In 1957 the first voting for municipal councils revealed both nationalist and separatist forces. The best organized party to emerge was Joseph Kasavubu's Abako (24). In 1959, after rioting in Leopoldville, Belgium hastily launched reforms. Pressure mounted, and in January 1960 Belgium promised full independence by June 30th. Meanwhile internal rifts appeared. In Kasai in 1959 the (Bene-) Lulua attacked the (Ba-)Luba; Moise Tshombe, provincial premier of Katanga, encouraged by mining companies, sought autonomy for his province (32). While many parties represented tribal or local interests, among those who wanted a centralized state the foremost was Patrice Lumumba (himself one of the (Ba-)Tetela from Kasai settled in Orientale province). In elections held just before independence, his Mouvement National Congolais (MNC) won 33 seats out of 137 ( Abako won 12). Kasavubu failed to collect a parliamentary majority. Lumumba succeeded, forming a large and very divided ministry that included both centralists and federalists. Kasavubu accepted the presidency.
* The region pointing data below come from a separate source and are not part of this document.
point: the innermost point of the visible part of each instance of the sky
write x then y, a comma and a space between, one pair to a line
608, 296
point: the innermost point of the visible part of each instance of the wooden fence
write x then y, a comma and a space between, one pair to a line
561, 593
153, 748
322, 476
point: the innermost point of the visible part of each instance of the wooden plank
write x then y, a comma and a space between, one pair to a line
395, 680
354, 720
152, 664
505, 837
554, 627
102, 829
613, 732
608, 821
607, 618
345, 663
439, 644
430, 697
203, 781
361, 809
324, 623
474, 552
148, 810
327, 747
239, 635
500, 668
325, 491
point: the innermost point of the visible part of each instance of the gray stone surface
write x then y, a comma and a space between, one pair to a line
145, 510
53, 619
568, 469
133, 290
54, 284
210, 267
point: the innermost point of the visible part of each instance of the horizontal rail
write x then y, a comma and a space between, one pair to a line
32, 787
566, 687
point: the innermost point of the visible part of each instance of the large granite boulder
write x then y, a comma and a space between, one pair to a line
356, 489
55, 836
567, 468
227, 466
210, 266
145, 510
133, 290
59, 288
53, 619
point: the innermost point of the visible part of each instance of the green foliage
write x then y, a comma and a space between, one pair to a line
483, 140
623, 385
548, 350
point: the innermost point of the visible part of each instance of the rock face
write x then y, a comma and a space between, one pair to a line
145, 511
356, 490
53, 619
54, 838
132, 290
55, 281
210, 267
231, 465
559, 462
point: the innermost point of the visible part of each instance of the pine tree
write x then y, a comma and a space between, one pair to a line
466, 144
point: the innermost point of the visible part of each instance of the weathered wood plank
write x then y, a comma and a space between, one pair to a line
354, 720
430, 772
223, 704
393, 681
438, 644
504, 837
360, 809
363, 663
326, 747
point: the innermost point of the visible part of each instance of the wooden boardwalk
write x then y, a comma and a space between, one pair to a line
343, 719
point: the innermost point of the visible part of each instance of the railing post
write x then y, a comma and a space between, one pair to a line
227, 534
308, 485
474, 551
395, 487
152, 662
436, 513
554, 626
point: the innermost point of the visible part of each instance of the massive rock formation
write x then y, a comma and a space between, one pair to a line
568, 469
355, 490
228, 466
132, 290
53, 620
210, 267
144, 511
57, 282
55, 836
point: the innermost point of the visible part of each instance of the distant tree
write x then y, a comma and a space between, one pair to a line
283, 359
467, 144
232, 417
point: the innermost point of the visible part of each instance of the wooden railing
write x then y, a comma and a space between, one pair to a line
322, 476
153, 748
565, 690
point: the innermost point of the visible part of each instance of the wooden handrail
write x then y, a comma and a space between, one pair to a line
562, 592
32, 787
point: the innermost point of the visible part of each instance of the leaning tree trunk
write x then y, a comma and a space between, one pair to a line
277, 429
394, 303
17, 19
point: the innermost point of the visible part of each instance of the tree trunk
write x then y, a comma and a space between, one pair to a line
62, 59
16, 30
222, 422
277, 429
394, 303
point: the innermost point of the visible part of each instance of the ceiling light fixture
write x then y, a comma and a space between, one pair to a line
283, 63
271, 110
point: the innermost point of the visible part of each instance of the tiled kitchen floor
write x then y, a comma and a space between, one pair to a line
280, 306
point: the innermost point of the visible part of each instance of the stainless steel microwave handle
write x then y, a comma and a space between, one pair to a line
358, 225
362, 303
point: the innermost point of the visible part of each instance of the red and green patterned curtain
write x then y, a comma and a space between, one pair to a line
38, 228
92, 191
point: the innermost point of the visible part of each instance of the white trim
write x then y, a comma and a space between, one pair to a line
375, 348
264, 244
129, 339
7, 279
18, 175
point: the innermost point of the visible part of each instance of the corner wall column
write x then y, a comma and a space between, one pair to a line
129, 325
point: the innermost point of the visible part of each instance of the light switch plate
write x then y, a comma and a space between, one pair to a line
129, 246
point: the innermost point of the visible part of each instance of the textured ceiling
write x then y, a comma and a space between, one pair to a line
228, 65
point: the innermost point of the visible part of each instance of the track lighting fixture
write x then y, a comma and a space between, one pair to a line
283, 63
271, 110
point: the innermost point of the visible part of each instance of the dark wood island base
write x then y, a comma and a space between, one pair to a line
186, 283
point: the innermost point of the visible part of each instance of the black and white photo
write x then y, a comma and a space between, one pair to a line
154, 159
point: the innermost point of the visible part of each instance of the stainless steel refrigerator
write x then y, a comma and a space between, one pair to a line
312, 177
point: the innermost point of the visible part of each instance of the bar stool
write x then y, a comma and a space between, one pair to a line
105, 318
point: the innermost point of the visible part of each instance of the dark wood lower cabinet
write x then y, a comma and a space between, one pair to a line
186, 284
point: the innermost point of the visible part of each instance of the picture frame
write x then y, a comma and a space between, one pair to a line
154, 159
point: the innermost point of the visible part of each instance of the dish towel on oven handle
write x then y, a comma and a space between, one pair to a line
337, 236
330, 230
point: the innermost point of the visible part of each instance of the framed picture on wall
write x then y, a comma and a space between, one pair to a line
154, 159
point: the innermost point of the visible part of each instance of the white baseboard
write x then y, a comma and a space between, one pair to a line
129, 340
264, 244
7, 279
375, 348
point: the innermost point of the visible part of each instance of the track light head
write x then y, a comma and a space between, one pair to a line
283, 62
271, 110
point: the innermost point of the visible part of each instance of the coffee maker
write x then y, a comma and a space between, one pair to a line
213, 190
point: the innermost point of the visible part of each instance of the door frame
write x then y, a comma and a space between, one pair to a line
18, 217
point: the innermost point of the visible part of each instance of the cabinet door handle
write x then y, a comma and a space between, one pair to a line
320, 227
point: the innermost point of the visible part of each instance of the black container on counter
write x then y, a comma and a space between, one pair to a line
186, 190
A few days after independence, the Force Publique mutinied. Five- sixths of the 115,000 Belgians and other Europeans fled from the ensuing violence, and administration and economic life largely collapsed. Belgium rushed in white troops to restore order, while Tshombe declared Katanga independent and ran it with Belgian help. Lumumba and Kasavubu appealed to the United Nations for military aid against Belgium. The Security Council authorized aid and called for withdrawal of Belgium's troops. The UN secretary- general, Dag Hammarskjöld, backed by the UN's African members, organized an international force, predominantly African (F). Belgium withdrew most of its troops, except from Katanga, where Tshombe defied the UN; but in August Hammarskjöld personally led UN troops into Katanga, and the Belgian forces left. Tshombe, however, hired white mercenaries, as did Kalonji's break- away 'mining state' in south Kasai (32).
In September 1960 Lumumba and Kasavubu finally split, the central government broke down completely, and the army chief, Mobutu, seized power; later he came to terms with Kasavubu.